Positive responses to the rate increases from last week were transient, according to analysts like Navigate Commodities managing director Atilla Widnell.
“Fresh monetary easing/stimulus was seen as futile as ‘flogging a dead horse,’ given that China’s economy desperately needs consumers back on the streets spending money,” in a note, he stated.
According to David Chao, global market strategist for Asia Pacific (ex-Japan) at Invesco, the most recent round of cuts pointed at the severity of the decline in the real estate industry.
He acknowledged that these cuts won’t be sufficient to boost liquidity, though.
“It sends a strong message that policymakers are willing to take more forceful actions to stabilize the ailing market,” he mentioned it in a note.
“Though the LPR cut may provide near-term relief, easing liquidity alone is unlikely to lead to a turnaround to the property market.”
“Due to the lack of confidence in large developers and the presales model,” he continued, lower mortgage rates haven’t yet resulted in more real estate transactions.
Since “central and local governments have the financial tools to provide an excess of 3 trillion yuan to boost the property sector,” Chao said he does not anticipate that these will be the final changes to China’s monetary policy.
Although today’s rate reduction won’t change much, they are still a positive development, according to fund manager Joshua Crabb, head of Asia Pacific equities at Robeco.
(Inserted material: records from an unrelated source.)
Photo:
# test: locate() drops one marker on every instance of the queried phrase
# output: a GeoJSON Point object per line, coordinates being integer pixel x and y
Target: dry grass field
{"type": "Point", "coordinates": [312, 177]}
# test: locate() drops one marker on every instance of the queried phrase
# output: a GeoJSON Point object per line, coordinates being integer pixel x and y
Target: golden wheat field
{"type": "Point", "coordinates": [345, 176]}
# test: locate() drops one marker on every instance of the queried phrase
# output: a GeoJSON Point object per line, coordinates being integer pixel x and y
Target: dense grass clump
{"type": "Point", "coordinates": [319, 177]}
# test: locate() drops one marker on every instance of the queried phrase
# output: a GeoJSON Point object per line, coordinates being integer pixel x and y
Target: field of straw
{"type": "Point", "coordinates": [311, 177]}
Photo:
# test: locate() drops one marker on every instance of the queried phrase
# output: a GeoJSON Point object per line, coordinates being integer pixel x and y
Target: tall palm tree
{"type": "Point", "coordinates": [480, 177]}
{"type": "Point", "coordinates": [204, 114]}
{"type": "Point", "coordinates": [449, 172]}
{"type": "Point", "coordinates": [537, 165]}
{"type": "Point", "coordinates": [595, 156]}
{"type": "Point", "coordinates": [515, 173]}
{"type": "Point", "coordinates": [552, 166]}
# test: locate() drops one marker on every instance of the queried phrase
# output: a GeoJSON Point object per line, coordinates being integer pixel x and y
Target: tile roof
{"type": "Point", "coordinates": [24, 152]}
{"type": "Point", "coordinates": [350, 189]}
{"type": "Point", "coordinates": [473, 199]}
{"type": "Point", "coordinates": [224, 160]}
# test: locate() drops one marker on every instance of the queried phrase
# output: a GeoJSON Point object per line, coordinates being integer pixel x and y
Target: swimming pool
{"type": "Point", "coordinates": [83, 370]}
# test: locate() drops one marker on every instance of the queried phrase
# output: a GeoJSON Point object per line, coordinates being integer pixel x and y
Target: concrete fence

He claimed that opening up through modifications to its Covid-19 rules would be a more advantageous course of action because that would be the necessary economic mending.
“For now, it’s a positive sign in the right direction … but I think people are looking for something bigger in order to get a bit more excited about the market,” Crabb told on Monday.
China’s recession has been unavoidable, according to Clifford Bennett, chief economist at ACY Securities, even though the rate reductions will have “zero influence” on the economy’s and the housing market’s current course.
The coincidence between the outbreak and China’s economic recovery, he continued.
Several experts revised downward their growth predictions for China last week. Nomura cut its full-year growth predictions to 2.8% from 3.3%, while Goldman Sachs lowered its expectation for the entire year of 2022 to 3.0% from 3.3% growth.
“If you will, Covid-19 has masked a far more fundamental and permanent shift in the nature of the China economy. From boom growth period, agrarian, to consumer society,” Bennett said.
“As impressive as all that be, the rapid and far easier growth pace of the past is at an end.”
Bennet argued that even with GDP growth of 2%, China will continue to be a major economic force as the economies of the US and Europe slowed.